That changes the experience entirely. Instead of spending time on data entry, we can focus on validating and advising. The application becomes faster, cleaner, and more accurate. It also reduces the risk of human error, which has always been a hidden cost in mortgage processing.
AI is also changing how we interact with borrowers. In many cases, there is always missing information after an initial application. Instead of going back and forth through emails or phone calls, AI can step in and complete that process conversationally. The borrower simply responds, and the system fills in the gaps.
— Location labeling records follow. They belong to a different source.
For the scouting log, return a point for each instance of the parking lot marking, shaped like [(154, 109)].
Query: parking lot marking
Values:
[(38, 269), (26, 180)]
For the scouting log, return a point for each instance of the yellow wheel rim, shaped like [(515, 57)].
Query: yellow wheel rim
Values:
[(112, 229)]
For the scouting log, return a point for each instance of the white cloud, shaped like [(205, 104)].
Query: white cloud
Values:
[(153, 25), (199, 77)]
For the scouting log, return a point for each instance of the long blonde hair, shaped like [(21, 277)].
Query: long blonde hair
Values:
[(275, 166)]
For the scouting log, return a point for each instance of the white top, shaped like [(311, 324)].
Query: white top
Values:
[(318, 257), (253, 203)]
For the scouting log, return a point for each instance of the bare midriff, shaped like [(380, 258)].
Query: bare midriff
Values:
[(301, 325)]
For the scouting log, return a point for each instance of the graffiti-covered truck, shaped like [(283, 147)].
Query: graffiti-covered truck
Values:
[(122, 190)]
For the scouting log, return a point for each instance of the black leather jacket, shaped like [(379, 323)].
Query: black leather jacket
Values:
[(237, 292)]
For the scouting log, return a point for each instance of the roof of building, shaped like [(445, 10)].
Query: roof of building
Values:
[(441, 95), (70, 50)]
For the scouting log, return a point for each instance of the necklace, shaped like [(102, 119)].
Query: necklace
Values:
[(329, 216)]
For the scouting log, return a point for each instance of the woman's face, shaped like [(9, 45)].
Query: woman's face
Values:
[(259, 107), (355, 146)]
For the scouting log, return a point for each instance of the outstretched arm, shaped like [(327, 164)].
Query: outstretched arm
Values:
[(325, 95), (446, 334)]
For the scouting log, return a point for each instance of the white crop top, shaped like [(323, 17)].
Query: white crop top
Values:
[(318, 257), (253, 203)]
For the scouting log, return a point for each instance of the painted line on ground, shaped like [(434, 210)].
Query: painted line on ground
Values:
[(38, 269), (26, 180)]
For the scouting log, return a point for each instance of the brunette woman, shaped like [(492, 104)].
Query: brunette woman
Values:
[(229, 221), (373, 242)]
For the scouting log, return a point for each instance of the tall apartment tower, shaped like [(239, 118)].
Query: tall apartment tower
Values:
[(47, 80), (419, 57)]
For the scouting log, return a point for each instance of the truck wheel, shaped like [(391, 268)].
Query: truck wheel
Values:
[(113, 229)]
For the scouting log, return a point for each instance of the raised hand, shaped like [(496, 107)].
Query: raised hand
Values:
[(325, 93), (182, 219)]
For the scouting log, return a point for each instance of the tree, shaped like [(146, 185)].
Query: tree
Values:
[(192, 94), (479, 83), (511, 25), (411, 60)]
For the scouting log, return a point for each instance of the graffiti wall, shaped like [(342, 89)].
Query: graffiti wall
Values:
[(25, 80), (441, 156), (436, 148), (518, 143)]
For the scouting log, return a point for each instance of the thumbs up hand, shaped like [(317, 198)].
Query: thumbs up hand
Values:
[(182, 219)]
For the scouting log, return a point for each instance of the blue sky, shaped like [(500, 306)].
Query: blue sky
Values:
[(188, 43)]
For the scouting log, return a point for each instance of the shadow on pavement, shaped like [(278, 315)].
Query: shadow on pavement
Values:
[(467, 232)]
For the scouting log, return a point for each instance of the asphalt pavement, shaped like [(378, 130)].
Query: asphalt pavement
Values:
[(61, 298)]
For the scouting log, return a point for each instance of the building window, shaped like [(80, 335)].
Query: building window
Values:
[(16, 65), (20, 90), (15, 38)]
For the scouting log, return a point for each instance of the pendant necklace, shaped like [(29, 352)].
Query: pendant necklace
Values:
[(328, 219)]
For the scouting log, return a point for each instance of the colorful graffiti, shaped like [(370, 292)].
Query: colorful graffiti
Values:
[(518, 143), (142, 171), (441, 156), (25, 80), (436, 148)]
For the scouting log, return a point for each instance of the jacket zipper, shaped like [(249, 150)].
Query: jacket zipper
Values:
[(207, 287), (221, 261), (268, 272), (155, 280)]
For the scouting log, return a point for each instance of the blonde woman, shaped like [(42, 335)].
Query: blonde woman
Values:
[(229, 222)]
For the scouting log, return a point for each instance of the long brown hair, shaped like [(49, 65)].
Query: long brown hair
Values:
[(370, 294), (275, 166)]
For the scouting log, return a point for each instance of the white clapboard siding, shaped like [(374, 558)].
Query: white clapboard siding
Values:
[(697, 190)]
In effect, AI is acting as a support layer for the loan officer, handling routine interactions while freeing up time for more complex conversations.
Where I see even greater impact is in document management and underwriting preparation. One of the most common inefficiencies in our industry is repeatedly asking for documents we already have or missing ones we actually need. AI eliminates that confusion. It tracks every document in real time and ensures we know exactly what is complete and what is outstanding.
More importantly, it understands the context. If a borrower is self-employed, the system recognizes that profile and prompts the appropriate documentation, such as multi-year tax returns. That level of awareness reduces delays and improves file quality before it even reaches underwriting.
We are now reaching a point where AI can go further and replicate parts of the underwriting function itself. I have tested systems that can review a full loan file, generate conditions, and highlight risk areas in a way that closely resembles a human underwriter. In one instance, the system identified inconsistencies between a borrower’s declared occupancy and their insurance coverage. That is not a simple checklist task—that is analytical thinking.